Would that we all were as lucky. The Dock Street audience gets plenty of opportunities to check out the wires during this show, which is a pity. When the airborne actors are lit right and the wires are obscured against a black background, it’s possible to suspend disbelief and forget they’re there. But most of the time they’re too obvious, and the wires aren’t the only visible joins in a distressingly uneven production.

As with last year’s version, Stephanie Christensen’s sets are a mishmash of German Expressionist interior pieces, storybook picture-style backdrops, and more solid, hall-decked sets. Each of those on their own would be effective, but together they just look weird.

Barbara Young’s costumes are eclectic, too, but most of them are suitably rich and colorful. Unfortunately, several of the actors who play three or four different characters don’t look all that different from scene to scene; with a few more costume and make-up variations, their moonlighting wouldn’t be so obvious. In the meantime, it looks as if a childhood incarnation of Ebenezer Scrooge keeps cropping up in the present, and Bob Cratchit’s son Peter gets invited to a party at Scrooge’s nephew’s house.

Some mistakes from the production’s Christmases past have been fixed. Mike Christensen’s backstage effects are thankfully concealed from the audience this time around, and only a cartful of phallic fireworks outstays its welcome as it waits in the wings for half the show. The wreaths of fog don’t smother the front rows too often, and even when the stage is packed with 30-odd actors, the action is competently blocked.

Some holdovers from previous years are good ones, including David Ardrey as an unerringly cheery Bob Cratchit, David Hallatt’s Liverpool-accented Ghost of Christmas Present, and a couple of original characters, Mr. Wiggins and Mrs. Tabor. These are Scrooge’s butler and cook, invented for the show by adaptor/director Julian Wiles; David and Susie Hallatt play them with such charm that they fit neatly into the proceedings.

As the Big Bad himself, guest star Rob Donohoe seems most content when he’s being miserable. The veteran Broadway Scrooge hits all the low and high points expected of his character. He gamely shares the limelight with less confident actors like Braden Joyce-Schleimer, whose soppy performance as young Scrooge is redeemed only by his singing. His rendition of “Tomorrow Shall Be My Dancing Day” stands out from a baker’s dozen of musical numbers, where live musicians accompany carolers and Yule-pepped Londoners.
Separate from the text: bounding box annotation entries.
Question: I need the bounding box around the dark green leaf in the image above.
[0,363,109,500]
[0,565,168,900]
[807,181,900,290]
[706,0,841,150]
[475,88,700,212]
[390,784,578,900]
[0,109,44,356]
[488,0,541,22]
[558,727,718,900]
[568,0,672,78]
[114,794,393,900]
In Julian Wiles’ hands, England is filled with fog and grog, bell ringers, a May pole (in December!), and blokes who toil hawking chestnuts and “awranges.” But in capturing the clichés of Dickensian city life, Wiles loses some of the author’s careful symmetry. This show has more endings than Lord of the Rings: Return of the King, three different narrators, and some extra slices of sentimentality as Scrooge turns over a new leaf (and some stomachs) with his newfound niceness.

As we get older, our dreams of flying fade until they’re lost like snowflakes in a warm breeze. But the moral center of A Christmas Carol has yet to drift away, and it remains as effective as ever, even in this ambitious yet ultimately unsatisfying show.